Learn How To Pick the Perfect Culinary School for You
Time spent in culinary school may be a time full of surprises.
Every culinary school offers unique experiences, some you’ll get no place else. The basic format and curriculum is the same but every instructor is an entirely unique individual who is often quite passionate about his or her culinary niche.
A culinary school instructor passionate about the very freshest ingredients possible is likely to insist on field trips that involve foraging through the forest for wild mushrooms or traipsing across the countryside to gather wild strawberries.
A seafood aficcionado might lead his or her culinary school class to the seashore where breakfast is likely to consist of toast points and fresh sea urchin or snails gathered moments before from the rocks and coral formations hugging the coastline. Freshly harvested kelp and other edible seaweeds are available to round out the meal and add a hint of salt to the flavors.
Under the tutelage of a culinary school instructor of this ilk, it’s not unusual to be handed a shovel, a bucket, and instructions for digging and identifying clams. A quick glance down the beach might reveal a glimpse of the whole class, bottoms up and arms shoulder deep in the sand, in a race to see who can actually capture the most of these strangely mobile mollusks.
This culinary school lesson won’t end at the beach, however. The clam chowder you’ll make once you’re back in the school’s kitchens will be a chowder you’ll remember fondly forever.
Your butchery classes in culinary school may present you with a side of beef, a whole lamb, or perhaps a halibut as big as a table that needs to be cleaned, dressed, carved, and whittled down to single serving-size portions.
Fancy food is pretty food and you’ll surely find yourself playing artistically with your food while in culinary school. You’ll become adept at making edible mushroom flowers, root vegetable roses, pinecone carrots, onion firecrackers, and intricate mosaics made from sour cream and gelatin.

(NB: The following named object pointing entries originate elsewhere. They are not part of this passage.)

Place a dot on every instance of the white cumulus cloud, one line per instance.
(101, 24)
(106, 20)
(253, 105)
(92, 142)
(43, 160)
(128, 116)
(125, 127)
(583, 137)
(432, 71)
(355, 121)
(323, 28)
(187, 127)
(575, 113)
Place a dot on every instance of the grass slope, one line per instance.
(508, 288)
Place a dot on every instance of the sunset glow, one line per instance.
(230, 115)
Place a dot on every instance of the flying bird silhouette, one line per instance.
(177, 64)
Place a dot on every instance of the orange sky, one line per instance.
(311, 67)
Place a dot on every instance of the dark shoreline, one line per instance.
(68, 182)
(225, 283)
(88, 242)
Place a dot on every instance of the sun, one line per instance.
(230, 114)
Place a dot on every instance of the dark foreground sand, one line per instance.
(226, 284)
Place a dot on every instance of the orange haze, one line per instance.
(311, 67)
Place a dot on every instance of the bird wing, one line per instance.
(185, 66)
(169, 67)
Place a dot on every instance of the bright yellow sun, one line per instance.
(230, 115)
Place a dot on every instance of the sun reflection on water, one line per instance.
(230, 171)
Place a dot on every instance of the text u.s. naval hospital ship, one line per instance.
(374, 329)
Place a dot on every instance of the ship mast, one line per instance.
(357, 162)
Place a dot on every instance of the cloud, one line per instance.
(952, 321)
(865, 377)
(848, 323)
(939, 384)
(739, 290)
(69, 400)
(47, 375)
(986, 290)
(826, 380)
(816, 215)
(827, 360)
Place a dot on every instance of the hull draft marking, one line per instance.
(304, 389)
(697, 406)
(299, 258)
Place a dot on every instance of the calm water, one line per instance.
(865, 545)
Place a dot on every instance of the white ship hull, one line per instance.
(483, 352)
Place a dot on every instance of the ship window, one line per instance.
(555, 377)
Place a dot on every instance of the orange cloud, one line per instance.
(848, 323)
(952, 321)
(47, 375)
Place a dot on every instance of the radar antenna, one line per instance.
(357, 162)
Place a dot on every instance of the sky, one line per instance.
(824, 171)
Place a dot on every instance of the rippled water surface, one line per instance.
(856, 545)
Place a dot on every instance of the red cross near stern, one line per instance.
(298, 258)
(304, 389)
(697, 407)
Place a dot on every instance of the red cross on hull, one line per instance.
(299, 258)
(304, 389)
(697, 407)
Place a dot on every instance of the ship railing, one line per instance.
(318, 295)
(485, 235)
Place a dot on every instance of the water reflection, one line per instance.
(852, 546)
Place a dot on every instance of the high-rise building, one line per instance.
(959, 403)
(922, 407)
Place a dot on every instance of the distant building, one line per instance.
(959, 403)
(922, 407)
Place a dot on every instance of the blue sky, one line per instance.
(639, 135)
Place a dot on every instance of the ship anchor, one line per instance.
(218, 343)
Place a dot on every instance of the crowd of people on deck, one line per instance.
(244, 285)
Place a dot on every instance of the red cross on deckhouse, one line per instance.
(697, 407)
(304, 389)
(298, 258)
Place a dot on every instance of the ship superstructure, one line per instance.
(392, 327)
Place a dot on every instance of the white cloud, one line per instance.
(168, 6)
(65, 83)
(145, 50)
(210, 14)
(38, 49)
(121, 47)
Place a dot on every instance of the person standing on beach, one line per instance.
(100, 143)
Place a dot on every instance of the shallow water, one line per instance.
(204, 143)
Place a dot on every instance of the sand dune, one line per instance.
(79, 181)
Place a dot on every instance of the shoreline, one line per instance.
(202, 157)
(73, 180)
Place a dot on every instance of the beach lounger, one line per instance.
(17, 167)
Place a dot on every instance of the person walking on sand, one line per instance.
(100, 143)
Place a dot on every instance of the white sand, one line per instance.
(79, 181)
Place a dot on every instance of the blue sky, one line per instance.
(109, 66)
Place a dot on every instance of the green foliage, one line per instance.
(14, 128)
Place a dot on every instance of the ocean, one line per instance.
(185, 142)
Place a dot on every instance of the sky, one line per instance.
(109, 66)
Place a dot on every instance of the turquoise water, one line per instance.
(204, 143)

You’ll learn how to carve a garden-full of freesia flowers from just one carrot that will add an elegant touch to the simplest of salads and how to carve a graceful and elegant swan from a big block of ice.
In culinary school, you’ll most likely learn that there are 101 pleats in the tall chef’s hats, each pleat representing a different way to cook an egg. You’ll master them all.
Oh, sure. Even in culinary school you’ll have hours and hours of boring lectures, tons of homework, and enough tests to unnerve even the most hardy student. Those things are a given in schools of all kinds.
But it’s only in culinary school that you’ll get graded for making the most over the top, sinfully rich, mouthwateringly decadent ice creams your imagination can dream up.